We believe that the results obtained are interesting when planning a health intervention, given that they allow us to target the intervention more specifically to a certain population group and to certain habits with a greater probability of success.
Study Strengths and Weaknesses
One of the weaknesses of the study conducted lies in the type of sampling used. Snowball sampling relies on participants recommending other potential participants, which can lead to a biased sample and limit control over the number of respondents.
In our case, self-selection bias is observed in that several of the influencers and professionals who supported the dissemination of the survey were people concerned with and interested in nutrition and health. Consequently, the people who followed these networks and received the survey were also interested in these issues and sometimes had higher than average knowledge of the subject and healthier habits.
To try to minimize this bias, the survey was also disseminated through other channels, independent of the social networks, the main one being mailing to different associations and establishments carefully selected for covering the whole of Spain and for bringing together a heterogeneous public.
The large sample size and the coverage of the entire geography are undoubtedly the strengths of this study. A large sample size provides greater statistical power and reduces the survey’s margin of error. It allows for a more accurate representation of different demographic groups, which increases the likelihood that the findings are representative of the general population.
Reaching participants from different regions of Spain increases the external validity of the study. It helps ensure that the results reflect a more diverse range of perspectives and experiences, reducing the possibility of geographical bias. This geographical diversity allows for a more complete understanding of the topic under investigation and increases the applicability of the results to a wider population.
5. Conclusions
The results of the study show that most Spanish women need to make changes in their nutrition, as well as to lead a more active life, reducing their daily time spent sitting and increasing their weekly time dedicated to physical activity.

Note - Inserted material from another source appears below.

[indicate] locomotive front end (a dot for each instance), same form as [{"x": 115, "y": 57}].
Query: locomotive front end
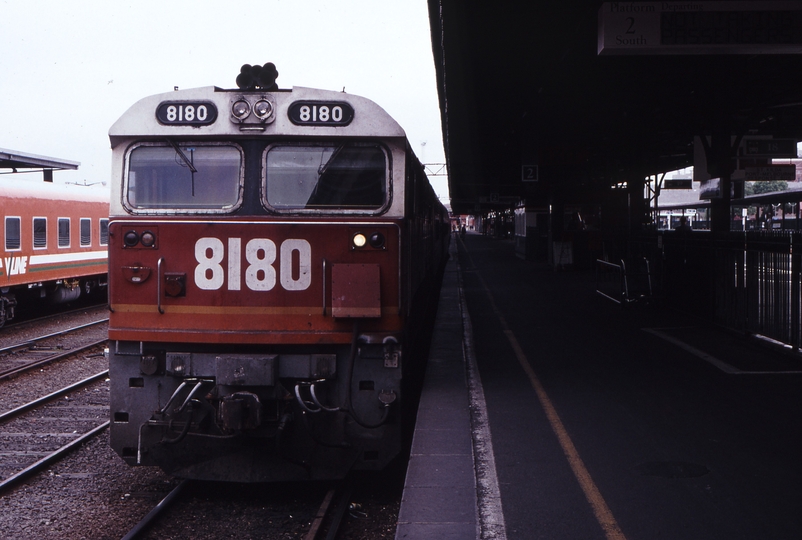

It has also been observed that adult women eat more healthily than younger women.
Finally, it is confirmed that a higher level of education and a higher socio-economic level are related to a better diet and healthier habits and, in general, to better health.
The field of interest of this study is very broad and this research may represent a starting point for future research. It could be of interest to analyze the lifestyle and nutrition of women of a higher age group and compare it successively with the results obtained in the present research to detect similarities and differences. It could also be interesting to be able to reproduce this study in other countries, adapting the instrument culturally and validating it beforehand, to compare the habits of the Spanish female population with those of the populations of other countries. Finally, given the importance that education seems to have in nutrition and health, future research, also multidisciplinary, could additionally focus on analyzing and developing effective training and awareness-raising methodologies in this field.
Acknowledgments
The authors would like to thank the Universidad Católica de Valencia San Vicente Mártir for the funding and support provided for the payment of the open access publication fee. The authors would also like to thank all those who helped to disseminate the questionnaire so that it could reach as many people as possible, as well as the participants in the study for giving their time to complete the questionnaire.
Appendix A
Appendix B
A PCA model was done to study the relationships between the variables in the adult population (31–45 years). This model explains the 27.2% of data variance with two components: the first explains the 17.3% and the second one, the 9.9%. We have selected this number of components attending the scree plot: the percentage variability explained by a new principal component is almost the same as the previous one. In addition, a PCA model’s interpretability is more straightforward, considering two dimensions than three or more.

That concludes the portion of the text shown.